Somehow Michael and Willy are always able to just barely avoid direct run-ins with Whittaker's group, but those guys are not the only danger awaiting them.

After some strokes of bad luck, Willy ends up dead with a bullet in his back for a horse he had to steal to keep alive. Michael decides to do the decent thing for once, and travels to the Preston farm, telling Willy's family that their son died as a hero in the war.

Willy's parents (William Berger and Dana Ghia) are just too willing to take Michael in as a kind of adoptive son, while Willy's cute sister Helen (Paola Bose) takes quite a shine to the man. It seems as if Michael could make a peaceful life for himself on the farm, but one day, when visiting the nearby town, more bad luck leads to Helen's abduction by Whittaker and his gang, who have just fallen out with their former friends in the military.
Michael swears to bring Helen back, whatever the cost might be.

Before director Michele Lupo ended his career with a string of shitty Bud Spencer vehicles, he made this excellent late-period Spaghetti Western.

It's a slow film mostly built on two of the most important fundaments of Spaghetti Western filmmaking - mood and mud. A large part of the film trades in a silent mood of melancholia. To produce that effect, Lupo drenches his film in muted autumn colours, fog and the aforementioned mud. It is quite a beautiful film to look at if you are a friend of the colder seasons, and definitely a visually well-composed one.

The film keeps the Spaghetti-typical nasty violence a bit more low-key than usual. This doesn't mean that there is no violence on display, rather Lupo uses violence and the undercurrents of violence as silently waiting below much of human interaction instead of throwing it into our faces all the time. Unlike many American western directors, he doesn't shy away from random death and the suffering of innocents, he just doesn't wallow in it more than is strictly necessary to get his points across.

The film's subtext isn't much friendlier than those of other Spaghetti Westerns, though. Lupo's film isn't as hopeless as some other films of the sub genre, but calling California's ending a happy one would be quite a stretch, unless every ending that leaves people still standing is to be called a happy one.

I was pleasantly surprised by the acting here. Gemma has never been one of my genre favourites (which mostly says that he isn't a Franco Nero or Lee Van Cleef) does an excellent job of keeping his character sympathetic despite his flaws and past and still makes you believe in both, while Harmstorf actually manages something you don't get to see too often, namely making it plausible why people would want to follow the main bad guy. He's quite a charismatic man in his own, selling-women-into-prostitution way.

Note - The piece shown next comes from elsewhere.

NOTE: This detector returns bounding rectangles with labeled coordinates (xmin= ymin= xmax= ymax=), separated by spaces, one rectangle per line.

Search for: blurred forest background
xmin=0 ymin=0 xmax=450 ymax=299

You could now add the usual paragraph criticizing the treatment of Bose's female main character as an object used to keep the plot running, but I'm afraid this just comes with the Spaghetti Western territory. At least, Lupo is showing restraint when it comes to showing the indignities heaped upon her on screen. Although I am not sure that this really is the better way to go about it. Not showing the worst often just seems a bit cowardly to me, as if a film wouldn't trust its audience enough not to enjoy a rape sequence.

The film's screenplay isn't without its flaws anyway. While I approve of its preference for randomness in place of classic plot logic when building the film (and here it really feels like a writerly decision to keep closer to reality than the orderliness of tight plotting and not like incompetence), there are moments when the film just drags its heels a little too much for my tastes.

Of course, nobody in her right mind watches Italian films for the quality of plotting. Thankfully, the rest of the script isn't half bad.

California is one of the better late period Spaghettis I have seen, well worth watching for anyone interested in seeing a film of the genre that shows restraint without being defanged.